Pop-Up No More: Chinese Clothier JNBY Goes Permanent at 75 Greene
By Tom Acitelli January 11, 2010 9:08 pm
reprints75 Greene Street
You know the branding of non-conformism has long outgrown its days as an edgy advertising concept and become a globally permeating marketing principle when a fashion company in Hangzhou, China, calls itself JNBY, short for “just naturally be yourself.” The company, which has stores across Asia and Europe, was strangely absent from the U.S., where just-being-yourselfness was actually patented.
In 2009, that already fast fading yesteryear when pop-up stores and toy hamsters were the retail rages, companies figured out how to take something as ephemeral as our fascination with impermanence and call it a pop-up store. Then with any luck, they transformed the ephemeral into brick-and-mortar reality.
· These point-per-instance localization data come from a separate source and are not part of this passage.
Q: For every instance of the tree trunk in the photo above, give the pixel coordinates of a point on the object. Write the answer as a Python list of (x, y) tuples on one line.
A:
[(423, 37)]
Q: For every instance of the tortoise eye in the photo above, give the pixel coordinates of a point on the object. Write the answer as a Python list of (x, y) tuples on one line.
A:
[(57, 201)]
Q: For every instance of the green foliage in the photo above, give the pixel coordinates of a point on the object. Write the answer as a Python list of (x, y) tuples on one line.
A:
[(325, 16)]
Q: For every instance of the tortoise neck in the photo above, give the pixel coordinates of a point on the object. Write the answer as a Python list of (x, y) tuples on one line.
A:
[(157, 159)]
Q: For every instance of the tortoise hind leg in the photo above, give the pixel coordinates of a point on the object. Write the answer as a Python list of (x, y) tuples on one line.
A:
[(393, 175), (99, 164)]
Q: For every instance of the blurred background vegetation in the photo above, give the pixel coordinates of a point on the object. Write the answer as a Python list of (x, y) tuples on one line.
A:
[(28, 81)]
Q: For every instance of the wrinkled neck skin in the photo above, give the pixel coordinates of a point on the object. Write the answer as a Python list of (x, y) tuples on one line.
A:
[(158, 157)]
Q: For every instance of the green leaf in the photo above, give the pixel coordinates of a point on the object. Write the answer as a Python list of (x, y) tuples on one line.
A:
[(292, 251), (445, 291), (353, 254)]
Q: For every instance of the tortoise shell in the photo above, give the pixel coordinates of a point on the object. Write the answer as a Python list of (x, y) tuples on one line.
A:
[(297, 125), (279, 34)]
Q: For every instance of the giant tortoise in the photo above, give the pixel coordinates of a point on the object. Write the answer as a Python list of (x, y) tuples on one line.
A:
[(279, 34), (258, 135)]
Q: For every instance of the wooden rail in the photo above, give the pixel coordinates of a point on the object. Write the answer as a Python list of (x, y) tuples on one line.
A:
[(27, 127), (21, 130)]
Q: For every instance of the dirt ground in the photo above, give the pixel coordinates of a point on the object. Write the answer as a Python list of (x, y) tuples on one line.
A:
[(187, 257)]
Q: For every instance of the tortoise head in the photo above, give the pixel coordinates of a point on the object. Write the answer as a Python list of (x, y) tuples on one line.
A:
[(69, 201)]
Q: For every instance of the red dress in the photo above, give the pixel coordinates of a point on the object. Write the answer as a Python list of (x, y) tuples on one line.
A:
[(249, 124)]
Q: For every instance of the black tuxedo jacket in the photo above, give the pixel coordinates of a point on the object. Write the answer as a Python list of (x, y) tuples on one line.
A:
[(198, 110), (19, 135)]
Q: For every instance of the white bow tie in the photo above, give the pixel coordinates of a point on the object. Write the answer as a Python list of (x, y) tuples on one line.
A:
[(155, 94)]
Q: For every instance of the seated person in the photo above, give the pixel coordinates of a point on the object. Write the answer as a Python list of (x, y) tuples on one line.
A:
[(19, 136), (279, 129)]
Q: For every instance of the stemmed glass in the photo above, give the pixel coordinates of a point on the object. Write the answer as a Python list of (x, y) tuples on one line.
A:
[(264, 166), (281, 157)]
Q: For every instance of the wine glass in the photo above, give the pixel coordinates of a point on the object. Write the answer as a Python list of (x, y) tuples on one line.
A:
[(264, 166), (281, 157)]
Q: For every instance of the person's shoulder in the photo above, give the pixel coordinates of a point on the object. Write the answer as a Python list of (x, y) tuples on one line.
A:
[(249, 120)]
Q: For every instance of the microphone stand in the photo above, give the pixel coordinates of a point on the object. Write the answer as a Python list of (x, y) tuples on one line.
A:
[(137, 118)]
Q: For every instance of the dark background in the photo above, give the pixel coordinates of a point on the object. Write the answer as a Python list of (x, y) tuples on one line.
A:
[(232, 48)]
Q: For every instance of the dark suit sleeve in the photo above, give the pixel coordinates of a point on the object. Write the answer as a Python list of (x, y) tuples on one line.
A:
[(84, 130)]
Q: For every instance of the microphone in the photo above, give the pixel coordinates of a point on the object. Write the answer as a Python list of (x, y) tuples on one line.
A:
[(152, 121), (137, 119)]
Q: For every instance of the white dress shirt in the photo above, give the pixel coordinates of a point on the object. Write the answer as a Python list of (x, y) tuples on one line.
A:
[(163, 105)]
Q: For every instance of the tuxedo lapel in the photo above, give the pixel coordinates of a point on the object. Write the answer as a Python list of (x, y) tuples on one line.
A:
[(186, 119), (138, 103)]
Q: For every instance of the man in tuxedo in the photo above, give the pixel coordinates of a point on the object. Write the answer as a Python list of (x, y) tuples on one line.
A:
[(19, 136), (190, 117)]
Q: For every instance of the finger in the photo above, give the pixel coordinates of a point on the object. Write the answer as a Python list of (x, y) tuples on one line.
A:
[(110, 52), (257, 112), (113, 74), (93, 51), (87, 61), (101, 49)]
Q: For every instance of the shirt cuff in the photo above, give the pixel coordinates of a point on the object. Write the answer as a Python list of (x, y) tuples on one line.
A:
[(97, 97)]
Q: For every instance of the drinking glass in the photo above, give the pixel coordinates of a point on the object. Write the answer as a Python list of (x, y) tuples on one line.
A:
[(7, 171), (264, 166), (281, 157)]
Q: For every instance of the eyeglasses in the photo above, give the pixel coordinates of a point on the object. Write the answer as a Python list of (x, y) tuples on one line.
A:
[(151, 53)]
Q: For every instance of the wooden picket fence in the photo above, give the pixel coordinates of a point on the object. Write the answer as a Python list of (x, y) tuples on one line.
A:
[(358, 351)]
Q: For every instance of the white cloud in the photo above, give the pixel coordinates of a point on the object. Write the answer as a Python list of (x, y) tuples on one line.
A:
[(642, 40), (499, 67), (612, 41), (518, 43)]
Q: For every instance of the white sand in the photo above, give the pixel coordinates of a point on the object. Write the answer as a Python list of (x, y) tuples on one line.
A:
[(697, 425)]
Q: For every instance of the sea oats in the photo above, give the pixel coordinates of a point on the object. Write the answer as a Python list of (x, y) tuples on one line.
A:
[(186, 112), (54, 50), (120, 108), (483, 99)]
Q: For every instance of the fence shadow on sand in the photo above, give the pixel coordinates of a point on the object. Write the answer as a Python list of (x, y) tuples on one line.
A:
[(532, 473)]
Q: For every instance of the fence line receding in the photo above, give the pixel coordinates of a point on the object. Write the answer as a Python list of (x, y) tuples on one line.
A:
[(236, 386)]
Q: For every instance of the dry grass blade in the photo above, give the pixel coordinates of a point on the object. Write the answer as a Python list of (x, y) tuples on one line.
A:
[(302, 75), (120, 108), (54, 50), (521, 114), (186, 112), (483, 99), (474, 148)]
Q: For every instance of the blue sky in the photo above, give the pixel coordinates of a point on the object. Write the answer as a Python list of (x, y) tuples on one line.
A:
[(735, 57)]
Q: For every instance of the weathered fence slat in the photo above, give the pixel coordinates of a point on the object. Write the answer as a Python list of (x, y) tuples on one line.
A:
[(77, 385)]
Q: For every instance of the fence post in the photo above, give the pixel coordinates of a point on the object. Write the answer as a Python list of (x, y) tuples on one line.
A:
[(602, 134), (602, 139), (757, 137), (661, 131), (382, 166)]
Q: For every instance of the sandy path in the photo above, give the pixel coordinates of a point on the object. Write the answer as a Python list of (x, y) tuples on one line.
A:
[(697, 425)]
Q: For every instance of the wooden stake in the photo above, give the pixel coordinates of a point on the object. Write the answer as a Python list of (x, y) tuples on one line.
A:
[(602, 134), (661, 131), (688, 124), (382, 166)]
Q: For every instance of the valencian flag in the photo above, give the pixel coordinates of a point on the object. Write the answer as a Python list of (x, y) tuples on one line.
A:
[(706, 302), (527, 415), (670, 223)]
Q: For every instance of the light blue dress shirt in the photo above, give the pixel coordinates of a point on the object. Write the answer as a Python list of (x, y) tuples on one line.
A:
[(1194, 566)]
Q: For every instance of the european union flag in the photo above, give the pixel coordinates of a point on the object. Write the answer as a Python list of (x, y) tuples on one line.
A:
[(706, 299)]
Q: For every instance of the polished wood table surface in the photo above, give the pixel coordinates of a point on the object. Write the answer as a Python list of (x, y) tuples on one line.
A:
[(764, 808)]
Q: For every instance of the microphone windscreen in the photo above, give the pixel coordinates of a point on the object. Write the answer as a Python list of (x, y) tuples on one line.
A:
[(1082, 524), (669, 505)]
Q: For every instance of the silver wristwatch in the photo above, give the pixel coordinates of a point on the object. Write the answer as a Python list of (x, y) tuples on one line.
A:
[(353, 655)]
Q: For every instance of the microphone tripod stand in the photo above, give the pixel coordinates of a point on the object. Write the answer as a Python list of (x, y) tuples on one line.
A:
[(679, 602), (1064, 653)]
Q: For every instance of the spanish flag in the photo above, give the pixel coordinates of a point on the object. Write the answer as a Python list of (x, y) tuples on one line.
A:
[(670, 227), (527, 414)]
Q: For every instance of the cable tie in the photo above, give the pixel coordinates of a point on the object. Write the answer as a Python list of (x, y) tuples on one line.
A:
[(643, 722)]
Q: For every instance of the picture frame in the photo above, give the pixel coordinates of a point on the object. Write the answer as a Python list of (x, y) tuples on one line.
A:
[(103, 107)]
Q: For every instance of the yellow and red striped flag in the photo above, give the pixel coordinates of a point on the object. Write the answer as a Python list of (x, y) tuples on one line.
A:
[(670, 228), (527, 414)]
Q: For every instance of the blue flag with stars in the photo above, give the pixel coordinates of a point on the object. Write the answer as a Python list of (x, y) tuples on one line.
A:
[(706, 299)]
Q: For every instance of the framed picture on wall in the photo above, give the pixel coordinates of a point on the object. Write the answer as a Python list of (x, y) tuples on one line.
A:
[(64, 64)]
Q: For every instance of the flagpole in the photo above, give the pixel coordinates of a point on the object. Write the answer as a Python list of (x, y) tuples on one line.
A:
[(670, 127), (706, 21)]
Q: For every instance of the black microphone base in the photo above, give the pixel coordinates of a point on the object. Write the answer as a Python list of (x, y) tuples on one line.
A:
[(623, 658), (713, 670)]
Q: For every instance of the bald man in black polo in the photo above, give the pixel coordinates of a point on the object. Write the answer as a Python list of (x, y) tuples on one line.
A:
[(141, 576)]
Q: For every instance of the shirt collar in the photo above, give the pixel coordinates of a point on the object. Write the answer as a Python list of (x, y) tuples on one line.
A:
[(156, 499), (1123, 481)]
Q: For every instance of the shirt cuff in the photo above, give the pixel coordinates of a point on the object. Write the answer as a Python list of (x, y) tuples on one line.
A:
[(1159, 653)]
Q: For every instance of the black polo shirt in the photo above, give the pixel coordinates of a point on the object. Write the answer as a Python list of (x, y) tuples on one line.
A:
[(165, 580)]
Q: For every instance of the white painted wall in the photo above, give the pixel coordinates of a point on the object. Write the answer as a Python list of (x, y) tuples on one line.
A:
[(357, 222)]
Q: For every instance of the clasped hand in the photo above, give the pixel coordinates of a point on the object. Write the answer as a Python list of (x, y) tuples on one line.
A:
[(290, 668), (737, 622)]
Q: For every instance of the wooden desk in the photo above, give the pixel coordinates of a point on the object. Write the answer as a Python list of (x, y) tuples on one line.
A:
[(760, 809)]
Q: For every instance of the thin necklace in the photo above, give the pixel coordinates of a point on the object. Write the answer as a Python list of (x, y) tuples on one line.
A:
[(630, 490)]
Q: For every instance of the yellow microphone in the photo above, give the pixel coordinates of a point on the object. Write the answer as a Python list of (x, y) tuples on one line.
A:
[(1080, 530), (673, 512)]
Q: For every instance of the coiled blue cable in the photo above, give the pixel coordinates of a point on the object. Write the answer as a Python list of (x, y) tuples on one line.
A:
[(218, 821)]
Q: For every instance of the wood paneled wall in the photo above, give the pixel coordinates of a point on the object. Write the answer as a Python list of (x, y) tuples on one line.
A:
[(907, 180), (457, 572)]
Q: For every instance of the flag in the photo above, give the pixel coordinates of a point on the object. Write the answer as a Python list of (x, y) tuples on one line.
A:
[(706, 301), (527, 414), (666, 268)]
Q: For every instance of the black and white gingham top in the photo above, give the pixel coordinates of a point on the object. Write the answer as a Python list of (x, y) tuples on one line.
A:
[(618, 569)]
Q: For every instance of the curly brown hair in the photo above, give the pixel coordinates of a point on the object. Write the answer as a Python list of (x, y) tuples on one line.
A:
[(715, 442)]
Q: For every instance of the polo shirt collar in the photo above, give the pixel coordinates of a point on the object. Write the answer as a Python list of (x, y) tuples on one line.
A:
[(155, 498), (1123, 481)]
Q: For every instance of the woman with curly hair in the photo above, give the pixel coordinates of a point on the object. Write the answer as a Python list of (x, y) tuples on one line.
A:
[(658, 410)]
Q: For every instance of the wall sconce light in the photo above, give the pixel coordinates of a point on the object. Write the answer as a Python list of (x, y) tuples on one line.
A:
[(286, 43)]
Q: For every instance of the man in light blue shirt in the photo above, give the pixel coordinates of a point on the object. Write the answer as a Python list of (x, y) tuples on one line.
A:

JNBY is one instance of a 2009 temporary store paving the way for a 2010 permanent one, moving from 93 Mercer Street to a 2,250-square-foot space at 75 Greene Street.
“JNBY wanted to be surrounded by strong national retailers and Soho is the ideal location,” said Robert K. Futterman’s Robert Draizen, who represented the retailer in negotiation with the landlord, repped by Stephen Tarter and Catherine O’Toole of Tarter Stats and O’Toole. “The success of this store will launch their national expansion for both retail and wholesale.”